Lordstown Motors (RIDE) Q2 2022 Earnings and Production

Workers install door hinges on the body of an Endurance electric pickup prototype on June 21, 2021 at the Lordstown Motors Assembly Plant in Ohio.

Michael Wayland | CNBC

Beleaguered electric truck startup Lordstown Motors on Thursday reaffirmed plans to begin commercial production of its first vehicle this quarter and launch the first customer deliveries by the end of the year.

Lordstown CEO Edward Hightower said production of the Endurance pickup will be slow and heavily dependent on the availability of capital. He said the company only expects to produce around 500 vehicles through early 2023, an extremely slow production ramp-up by industry standards.

Chief Financial Officer Adam Kroll said the company will need to raise “substantially more capital” to produce the initial 500 Endurance electric trucks, though the company projects it will need less money than previously thought.

Lordstown shares rose as much as 27% during Thursday morning trading to $3.73 a share. The stock is down 15% this year and 58% from its 52-week high of $8.93 a share. The company’s market capitalization is approximately $740 million.

The company said it will need to raise between $50 million and $75 million this year, down from previous expectations of $150 million. Lordstown will need additional capital in 2023, Kroll said.

Lordstown, along with its second-quarter results, said its cash balance of $236 million at the end of the first half of the year exceeded internal expectations and extends the runway of the cash-strapped company, but is not enough to fund the production.

The company reported its first quarterly operating profit of $61.3 million for the period ended June 30, despite not having delivered any vehicles, on gains related to the sale of its Ohio factory to contract manufacturer Foxconn. The gain included a $101.7 million gain on the sale, as well as a $18.4 million reimbursement of Foxconn’s operating expenses.

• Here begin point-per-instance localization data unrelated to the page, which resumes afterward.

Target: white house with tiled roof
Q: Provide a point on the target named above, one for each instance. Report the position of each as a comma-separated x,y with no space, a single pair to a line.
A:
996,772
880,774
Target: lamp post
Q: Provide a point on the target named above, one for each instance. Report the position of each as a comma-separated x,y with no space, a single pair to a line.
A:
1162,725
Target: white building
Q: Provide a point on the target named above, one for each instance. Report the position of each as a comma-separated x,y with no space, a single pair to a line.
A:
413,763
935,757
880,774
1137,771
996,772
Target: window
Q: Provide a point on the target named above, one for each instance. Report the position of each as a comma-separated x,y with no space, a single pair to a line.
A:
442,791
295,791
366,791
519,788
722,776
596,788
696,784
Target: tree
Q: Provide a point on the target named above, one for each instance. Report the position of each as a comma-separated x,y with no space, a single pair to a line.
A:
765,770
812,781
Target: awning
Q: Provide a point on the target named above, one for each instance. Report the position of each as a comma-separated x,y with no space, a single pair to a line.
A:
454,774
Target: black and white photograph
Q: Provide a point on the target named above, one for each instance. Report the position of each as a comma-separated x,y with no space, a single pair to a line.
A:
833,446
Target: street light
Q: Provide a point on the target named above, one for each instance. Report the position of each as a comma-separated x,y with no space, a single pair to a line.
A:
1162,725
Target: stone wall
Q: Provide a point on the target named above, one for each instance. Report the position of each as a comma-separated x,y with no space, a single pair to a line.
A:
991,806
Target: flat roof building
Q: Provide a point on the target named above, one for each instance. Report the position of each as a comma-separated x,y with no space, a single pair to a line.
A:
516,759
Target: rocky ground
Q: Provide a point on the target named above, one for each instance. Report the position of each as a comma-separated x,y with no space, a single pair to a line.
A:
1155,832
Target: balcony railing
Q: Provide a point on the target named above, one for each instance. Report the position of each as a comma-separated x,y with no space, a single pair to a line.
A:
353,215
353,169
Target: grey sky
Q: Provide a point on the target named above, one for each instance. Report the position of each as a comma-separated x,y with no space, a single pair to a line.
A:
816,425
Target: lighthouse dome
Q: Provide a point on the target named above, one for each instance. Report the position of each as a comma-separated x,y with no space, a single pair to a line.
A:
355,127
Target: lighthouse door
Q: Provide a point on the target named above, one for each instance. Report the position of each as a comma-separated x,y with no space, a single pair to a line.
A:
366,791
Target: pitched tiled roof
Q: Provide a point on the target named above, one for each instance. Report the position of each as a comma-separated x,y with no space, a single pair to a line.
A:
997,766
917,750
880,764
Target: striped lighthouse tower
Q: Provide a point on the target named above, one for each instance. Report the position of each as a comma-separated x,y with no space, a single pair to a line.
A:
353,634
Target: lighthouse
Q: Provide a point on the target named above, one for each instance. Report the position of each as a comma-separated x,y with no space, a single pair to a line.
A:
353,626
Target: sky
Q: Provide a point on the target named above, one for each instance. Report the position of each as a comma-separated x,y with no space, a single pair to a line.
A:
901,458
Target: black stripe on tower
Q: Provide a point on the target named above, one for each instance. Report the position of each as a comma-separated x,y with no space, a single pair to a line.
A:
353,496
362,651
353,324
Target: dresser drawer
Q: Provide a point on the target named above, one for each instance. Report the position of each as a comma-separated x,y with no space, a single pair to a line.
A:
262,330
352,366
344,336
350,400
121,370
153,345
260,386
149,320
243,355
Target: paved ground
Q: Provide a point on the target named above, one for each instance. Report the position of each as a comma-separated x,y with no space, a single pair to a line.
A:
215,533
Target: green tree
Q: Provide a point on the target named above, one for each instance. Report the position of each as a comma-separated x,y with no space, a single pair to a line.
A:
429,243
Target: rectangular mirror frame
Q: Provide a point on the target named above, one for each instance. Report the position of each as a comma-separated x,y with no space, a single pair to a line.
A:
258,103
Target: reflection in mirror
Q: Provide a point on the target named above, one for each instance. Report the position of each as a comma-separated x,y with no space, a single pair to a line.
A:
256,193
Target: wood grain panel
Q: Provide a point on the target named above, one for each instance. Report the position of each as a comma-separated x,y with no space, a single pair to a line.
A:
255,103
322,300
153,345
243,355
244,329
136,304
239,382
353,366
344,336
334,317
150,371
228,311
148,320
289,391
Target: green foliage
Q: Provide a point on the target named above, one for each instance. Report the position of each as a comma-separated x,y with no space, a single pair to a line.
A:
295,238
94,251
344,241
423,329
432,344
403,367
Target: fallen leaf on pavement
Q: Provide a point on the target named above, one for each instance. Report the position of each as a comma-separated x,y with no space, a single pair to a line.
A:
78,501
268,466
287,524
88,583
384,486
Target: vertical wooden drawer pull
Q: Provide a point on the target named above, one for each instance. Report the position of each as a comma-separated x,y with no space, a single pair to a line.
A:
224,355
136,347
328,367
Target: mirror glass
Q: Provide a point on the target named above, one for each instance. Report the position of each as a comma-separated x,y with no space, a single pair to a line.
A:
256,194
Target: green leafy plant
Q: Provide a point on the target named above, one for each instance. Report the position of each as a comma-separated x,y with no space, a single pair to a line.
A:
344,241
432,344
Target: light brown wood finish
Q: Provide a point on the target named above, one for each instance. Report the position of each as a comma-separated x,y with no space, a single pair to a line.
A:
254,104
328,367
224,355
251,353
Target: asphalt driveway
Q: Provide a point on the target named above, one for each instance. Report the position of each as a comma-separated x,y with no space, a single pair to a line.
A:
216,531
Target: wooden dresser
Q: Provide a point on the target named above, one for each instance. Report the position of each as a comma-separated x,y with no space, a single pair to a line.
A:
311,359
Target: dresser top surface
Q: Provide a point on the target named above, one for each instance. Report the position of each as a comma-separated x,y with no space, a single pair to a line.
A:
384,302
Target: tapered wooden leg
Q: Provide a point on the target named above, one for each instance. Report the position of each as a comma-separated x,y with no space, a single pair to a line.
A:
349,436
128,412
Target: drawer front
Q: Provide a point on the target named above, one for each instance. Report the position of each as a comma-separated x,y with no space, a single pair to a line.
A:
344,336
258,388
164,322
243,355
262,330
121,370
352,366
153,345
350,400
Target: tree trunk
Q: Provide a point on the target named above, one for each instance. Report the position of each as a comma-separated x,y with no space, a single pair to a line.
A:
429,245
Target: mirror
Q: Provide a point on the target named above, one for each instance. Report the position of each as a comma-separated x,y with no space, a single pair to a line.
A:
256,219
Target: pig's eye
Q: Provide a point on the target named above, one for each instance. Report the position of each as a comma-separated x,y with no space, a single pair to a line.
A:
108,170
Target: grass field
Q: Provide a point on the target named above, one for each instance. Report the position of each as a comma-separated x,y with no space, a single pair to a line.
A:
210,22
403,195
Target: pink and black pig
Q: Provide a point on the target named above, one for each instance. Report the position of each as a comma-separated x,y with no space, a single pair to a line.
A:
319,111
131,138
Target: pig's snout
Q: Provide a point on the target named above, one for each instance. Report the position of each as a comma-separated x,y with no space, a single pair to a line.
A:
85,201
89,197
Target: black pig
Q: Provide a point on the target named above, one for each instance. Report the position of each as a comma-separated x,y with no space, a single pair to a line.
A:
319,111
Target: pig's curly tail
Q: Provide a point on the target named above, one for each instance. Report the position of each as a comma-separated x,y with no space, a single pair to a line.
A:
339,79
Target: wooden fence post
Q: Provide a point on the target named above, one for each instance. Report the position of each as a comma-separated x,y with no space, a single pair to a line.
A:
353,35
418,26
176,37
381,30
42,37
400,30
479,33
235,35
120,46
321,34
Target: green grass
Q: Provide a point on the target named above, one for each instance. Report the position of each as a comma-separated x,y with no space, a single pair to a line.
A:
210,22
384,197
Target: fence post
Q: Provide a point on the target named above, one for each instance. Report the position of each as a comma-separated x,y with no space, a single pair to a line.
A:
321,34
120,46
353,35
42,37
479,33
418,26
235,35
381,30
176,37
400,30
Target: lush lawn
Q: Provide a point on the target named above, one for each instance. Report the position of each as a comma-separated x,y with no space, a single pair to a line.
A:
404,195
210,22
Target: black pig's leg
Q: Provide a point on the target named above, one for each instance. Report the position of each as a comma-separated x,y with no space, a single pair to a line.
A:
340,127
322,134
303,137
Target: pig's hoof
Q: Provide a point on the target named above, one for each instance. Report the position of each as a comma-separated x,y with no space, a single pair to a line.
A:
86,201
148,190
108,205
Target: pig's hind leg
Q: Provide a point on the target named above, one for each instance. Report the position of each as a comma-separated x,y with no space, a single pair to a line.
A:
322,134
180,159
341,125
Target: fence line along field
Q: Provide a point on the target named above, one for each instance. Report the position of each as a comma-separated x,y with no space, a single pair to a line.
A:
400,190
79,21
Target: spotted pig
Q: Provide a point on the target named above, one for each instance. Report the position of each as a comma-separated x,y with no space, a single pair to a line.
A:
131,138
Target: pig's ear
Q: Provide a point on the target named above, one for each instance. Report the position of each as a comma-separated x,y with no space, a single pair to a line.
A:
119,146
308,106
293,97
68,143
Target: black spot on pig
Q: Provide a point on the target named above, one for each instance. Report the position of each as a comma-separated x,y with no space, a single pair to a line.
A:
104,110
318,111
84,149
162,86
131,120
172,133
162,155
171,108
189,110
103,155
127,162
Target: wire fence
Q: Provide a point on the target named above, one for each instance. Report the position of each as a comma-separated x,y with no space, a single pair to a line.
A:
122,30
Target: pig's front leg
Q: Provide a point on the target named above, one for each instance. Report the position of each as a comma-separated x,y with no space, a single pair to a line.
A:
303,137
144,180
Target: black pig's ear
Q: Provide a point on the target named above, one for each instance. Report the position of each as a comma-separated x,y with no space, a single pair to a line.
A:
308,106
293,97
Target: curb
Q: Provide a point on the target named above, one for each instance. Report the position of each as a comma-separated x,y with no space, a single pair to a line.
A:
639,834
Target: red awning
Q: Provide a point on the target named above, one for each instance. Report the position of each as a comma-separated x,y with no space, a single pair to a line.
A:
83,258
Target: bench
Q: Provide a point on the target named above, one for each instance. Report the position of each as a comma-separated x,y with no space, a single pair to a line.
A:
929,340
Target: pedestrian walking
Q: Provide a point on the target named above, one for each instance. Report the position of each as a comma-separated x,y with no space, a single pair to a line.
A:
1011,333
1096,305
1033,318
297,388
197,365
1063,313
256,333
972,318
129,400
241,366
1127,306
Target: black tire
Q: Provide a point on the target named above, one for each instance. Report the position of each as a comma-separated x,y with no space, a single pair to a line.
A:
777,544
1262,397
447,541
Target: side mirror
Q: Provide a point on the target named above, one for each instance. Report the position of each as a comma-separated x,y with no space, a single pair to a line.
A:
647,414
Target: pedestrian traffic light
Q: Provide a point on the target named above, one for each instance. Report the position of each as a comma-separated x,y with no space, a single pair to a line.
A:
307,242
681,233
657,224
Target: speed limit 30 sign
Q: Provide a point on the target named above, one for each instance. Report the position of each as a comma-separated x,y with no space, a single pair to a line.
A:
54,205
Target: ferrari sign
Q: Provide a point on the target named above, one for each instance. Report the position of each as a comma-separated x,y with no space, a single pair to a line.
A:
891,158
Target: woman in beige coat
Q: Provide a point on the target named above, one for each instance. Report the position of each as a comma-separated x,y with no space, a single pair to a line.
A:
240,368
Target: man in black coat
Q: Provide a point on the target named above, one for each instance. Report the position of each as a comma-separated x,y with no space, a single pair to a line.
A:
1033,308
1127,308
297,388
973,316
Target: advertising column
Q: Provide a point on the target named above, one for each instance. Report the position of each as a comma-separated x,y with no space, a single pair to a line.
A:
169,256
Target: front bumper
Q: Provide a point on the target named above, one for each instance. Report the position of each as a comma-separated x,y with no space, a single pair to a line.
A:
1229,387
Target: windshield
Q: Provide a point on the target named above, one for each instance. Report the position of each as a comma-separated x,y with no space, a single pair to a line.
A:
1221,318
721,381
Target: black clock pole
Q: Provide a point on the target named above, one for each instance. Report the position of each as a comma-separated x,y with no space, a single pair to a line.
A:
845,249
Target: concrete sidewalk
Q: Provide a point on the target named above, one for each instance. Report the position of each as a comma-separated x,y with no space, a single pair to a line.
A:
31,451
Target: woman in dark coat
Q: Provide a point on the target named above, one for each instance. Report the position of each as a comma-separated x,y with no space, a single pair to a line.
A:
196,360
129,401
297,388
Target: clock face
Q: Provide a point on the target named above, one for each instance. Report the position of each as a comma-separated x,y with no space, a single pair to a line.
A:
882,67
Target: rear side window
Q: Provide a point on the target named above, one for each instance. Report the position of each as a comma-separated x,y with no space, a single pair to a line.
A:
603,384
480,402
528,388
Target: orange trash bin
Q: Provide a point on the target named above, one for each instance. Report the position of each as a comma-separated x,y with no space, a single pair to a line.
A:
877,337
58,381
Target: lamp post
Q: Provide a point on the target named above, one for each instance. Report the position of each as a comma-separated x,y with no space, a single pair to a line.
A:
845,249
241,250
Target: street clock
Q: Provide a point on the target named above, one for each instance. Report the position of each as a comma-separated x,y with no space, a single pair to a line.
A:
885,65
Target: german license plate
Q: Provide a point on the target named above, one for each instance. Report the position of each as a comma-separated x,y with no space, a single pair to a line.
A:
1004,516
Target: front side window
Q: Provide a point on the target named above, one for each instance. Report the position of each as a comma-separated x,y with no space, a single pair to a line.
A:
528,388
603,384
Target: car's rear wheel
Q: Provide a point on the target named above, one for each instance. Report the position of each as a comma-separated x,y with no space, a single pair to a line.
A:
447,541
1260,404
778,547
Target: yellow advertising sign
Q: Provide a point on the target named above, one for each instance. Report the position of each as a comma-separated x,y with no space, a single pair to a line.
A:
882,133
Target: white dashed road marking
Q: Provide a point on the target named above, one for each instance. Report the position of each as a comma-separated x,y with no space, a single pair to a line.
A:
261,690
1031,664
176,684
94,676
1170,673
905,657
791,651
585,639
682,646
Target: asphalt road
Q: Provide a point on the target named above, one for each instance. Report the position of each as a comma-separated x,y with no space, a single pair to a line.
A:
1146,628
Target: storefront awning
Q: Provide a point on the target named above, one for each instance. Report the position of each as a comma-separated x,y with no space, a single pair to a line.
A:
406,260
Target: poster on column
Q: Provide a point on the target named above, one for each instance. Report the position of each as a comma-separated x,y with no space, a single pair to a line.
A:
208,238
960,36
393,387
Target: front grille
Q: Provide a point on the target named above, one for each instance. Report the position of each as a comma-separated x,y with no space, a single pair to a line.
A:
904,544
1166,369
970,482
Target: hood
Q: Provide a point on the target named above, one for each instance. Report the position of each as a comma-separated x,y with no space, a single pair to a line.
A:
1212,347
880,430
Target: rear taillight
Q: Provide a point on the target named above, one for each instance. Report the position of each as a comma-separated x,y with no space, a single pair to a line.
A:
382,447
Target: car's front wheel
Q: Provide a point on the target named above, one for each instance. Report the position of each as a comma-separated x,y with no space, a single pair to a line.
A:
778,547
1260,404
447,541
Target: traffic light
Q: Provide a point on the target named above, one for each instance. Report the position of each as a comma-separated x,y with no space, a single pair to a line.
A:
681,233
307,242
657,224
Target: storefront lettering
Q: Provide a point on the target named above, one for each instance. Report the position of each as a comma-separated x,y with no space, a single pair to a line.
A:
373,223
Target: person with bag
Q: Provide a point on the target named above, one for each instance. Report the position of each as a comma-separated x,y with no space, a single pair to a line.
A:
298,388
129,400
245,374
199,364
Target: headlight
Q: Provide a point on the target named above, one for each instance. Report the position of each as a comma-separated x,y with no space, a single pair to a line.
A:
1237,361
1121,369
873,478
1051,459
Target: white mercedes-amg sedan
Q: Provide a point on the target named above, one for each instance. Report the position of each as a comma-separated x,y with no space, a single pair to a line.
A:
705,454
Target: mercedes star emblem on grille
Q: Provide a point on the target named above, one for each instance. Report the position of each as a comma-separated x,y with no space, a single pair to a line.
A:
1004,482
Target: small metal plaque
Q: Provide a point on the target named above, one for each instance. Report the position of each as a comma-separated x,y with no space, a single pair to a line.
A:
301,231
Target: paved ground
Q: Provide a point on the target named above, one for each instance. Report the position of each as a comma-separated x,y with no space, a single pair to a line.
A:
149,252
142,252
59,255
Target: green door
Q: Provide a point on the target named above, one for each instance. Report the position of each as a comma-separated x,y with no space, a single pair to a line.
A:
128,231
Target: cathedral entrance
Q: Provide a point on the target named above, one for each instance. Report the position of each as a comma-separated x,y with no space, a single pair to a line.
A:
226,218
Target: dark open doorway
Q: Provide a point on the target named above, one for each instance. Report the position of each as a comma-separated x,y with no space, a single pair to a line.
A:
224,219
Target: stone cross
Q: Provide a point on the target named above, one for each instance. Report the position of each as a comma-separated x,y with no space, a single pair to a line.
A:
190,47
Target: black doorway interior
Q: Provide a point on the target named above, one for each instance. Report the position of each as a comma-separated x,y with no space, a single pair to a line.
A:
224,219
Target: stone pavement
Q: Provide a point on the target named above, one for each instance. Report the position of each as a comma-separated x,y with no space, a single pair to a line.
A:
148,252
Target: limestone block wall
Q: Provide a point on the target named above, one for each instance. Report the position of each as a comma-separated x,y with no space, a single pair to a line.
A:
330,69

Lordstown and Foxconn announced in November plans for the Taiwan-based company to buy the facility and a deal for the company to build the struggling startup’s Endurance pickup. The deal was announced as Lordstown was in need of cash, delaying production of its van, and was mired in controversy following the resignation of its CEO and founder, Steve Burns, earlier in the year.

Lordstown, which went public in October 2020, was among a group of electric vehicle startups that went public through special purpose acquisition companies, or SPACs, since the beginning of the decade. The deals were initially hailed by Wall Street and investors, but controversies, product delays, lack of financing and executive reshuffles have sent shares of most companies plummeting.

Lordstown was initially expected to be one of the first companies, if not the first, to launch an electric pickup truck, with initial estimates as early as 2020. However, General Motors, Rivian Automotive and Ford Motor have all jumped ahead of the company in the market following problems and delays with the Endurance.

Ford’s electric F-150 is perfectly positioned to compete against the Endurance in the commercial truck market. Ford’s F-150 electric pickup starts around $23,000 less than the Endurance, plus it has first-mover advantages and the backing of a well-funded company.